A look inside the engine room of quartersbrief
Curious how quartersbrief works under the hood? Take a peek behind the curtain in this post and explore some of the internal workings of quartersbrief.
How does it know when I’m in battle?
Easy: If shells are raining down around you, you are probably in battle.
Haha. But seriously
Whenever you enter a battle, World of Warships creates a temporary file called tempArenaInfo.json
in your replays directory. Quartersbrief maintains a watch on the replays folder. When the file is created, that means you have just entered battle. When it is deleted, you have finished the battle. This is a technique also used by other tools such as Potato Alert, Matchmaking Monitor and the like. It’s also the reason you need to have replays enabled (nowadays the game default) for quartersbrief to work.
How does it know what ships to show?
tempArenaInfo.json
also contains some metadata about the battle - first and foremost, the names of all participating players, what team they are on, and numeric codes for the ships they are sailing. Quartersbrief reads this file, translates the code to the corresponding ships, and creates a briefing about all the ships present in the battle.
What ships actually get shown may differ from topic to topic, though. Some topics may only show enemy ships, or may be filtered to specific classes. This is usually done to avoid overwhelming you with information, and much of it is configurable.
How does it know so much about the ships?
Quartersbrief uses data mining: It extracts data directly from the game files, translates it into a more convenient format, and uses this as the data base. Whenever quartersbrief detects a new game version, it will update its data.
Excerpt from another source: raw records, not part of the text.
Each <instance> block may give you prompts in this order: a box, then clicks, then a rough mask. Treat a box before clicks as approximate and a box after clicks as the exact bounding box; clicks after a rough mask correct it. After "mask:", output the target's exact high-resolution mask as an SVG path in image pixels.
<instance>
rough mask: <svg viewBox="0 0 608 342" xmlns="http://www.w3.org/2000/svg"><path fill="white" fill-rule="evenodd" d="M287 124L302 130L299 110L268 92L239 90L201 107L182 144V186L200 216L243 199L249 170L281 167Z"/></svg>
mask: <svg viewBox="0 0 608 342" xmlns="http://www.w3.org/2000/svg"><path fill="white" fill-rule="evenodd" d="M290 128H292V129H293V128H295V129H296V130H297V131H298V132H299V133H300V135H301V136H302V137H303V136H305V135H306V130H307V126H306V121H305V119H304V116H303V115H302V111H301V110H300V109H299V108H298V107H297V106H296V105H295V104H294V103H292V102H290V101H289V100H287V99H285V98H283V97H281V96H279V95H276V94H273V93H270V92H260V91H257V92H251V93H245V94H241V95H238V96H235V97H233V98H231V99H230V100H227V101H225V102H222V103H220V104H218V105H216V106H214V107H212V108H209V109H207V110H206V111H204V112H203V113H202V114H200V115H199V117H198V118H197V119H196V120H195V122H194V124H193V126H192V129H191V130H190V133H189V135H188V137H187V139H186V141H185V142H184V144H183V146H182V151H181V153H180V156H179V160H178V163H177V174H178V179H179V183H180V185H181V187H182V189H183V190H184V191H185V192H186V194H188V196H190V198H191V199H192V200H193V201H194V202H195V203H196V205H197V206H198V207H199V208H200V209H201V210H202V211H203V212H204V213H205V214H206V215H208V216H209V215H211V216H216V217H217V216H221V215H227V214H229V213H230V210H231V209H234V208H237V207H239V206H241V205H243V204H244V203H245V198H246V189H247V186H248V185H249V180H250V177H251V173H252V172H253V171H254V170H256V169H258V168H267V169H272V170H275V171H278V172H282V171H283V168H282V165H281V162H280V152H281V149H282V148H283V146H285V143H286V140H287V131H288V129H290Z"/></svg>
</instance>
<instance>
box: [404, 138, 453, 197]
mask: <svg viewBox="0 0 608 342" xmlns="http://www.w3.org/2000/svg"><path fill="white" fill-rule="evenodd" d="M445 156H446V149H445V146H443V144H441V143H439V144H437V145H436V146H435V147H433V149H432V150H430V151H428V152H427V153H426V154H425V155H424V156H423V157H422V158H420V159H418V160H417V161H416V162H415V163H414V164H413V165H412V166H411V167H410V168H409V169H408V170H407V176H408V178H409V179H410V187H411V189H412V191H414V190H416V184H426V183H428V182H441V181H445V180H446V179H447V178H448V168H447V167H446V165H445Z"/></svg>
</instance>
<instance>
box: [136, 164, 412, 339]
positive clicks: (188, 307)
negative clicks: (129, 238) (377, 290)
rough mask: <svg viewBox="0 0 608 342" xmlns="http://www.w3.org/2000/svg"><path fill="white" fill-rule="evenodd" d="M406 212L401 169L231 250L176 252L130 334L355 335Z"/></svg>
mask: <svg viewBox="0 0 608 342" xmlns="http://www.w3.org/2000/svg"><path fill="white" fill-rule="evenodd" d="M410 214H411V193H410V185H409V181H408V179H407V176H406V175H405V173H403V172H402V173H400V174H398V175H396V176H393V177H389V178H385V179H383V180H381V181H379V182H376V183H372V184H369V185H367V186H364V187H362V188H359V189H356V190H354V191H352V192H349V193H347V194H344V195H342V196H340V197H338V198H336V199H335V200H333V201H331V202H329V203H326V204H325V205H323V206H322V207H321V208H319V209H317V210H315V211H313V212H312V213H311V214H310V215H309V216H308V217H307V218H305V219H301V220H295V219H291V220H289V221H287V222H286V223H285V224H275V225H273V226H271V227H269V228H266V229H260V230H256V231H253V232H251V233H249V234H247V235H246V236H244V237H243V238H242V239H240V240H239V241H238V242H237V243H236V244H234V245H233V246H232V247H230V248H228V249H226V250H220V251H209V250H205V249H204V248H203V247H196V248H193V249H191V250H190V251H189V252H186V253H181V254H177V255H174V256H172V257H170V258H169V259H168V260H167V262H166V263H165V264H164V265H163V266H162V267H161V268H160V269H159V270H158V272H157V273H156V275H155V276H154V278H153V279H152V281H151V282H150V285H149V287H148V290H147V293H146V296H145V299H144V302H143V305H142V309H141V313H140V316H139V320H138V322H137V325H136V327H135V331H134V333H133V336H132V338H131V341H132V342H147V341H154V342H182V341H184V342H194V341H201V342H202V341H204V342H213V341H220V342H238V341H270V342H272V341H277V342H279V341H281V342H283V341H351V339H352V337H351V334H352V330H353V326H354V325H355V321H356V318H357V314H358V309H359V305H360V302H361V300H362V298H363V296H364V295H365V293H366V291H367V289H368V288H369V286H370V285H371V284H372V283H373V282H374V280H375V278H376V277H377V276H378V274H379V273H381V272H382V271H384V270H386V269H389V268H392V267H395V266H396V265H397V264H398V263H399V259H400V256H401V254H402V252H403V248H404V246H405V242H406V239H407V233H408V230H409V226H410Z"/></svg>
This is a technique commonly employed by the more “serious” tools for the game, such as the World of Warships Fitting Tool (an excellent resource about the game in its own right, if you haven’t tried it out).
This approach makes quartersbrief largely independent of the official API, and allows it to provide you additional information that is not available through the API, such as ship armor models. It also means that even if Wargaming should allow the API to deteriorate again (it had been hopelessly out of date for a long time before a facelift was announced in early 2023), quartersbrief will still be able to deliver accurate briefings to you. The same is true for new ships, and even for the test ships you encounter from time to time. Basically, as soon as anything is included in the game, quartersbrief has access to it.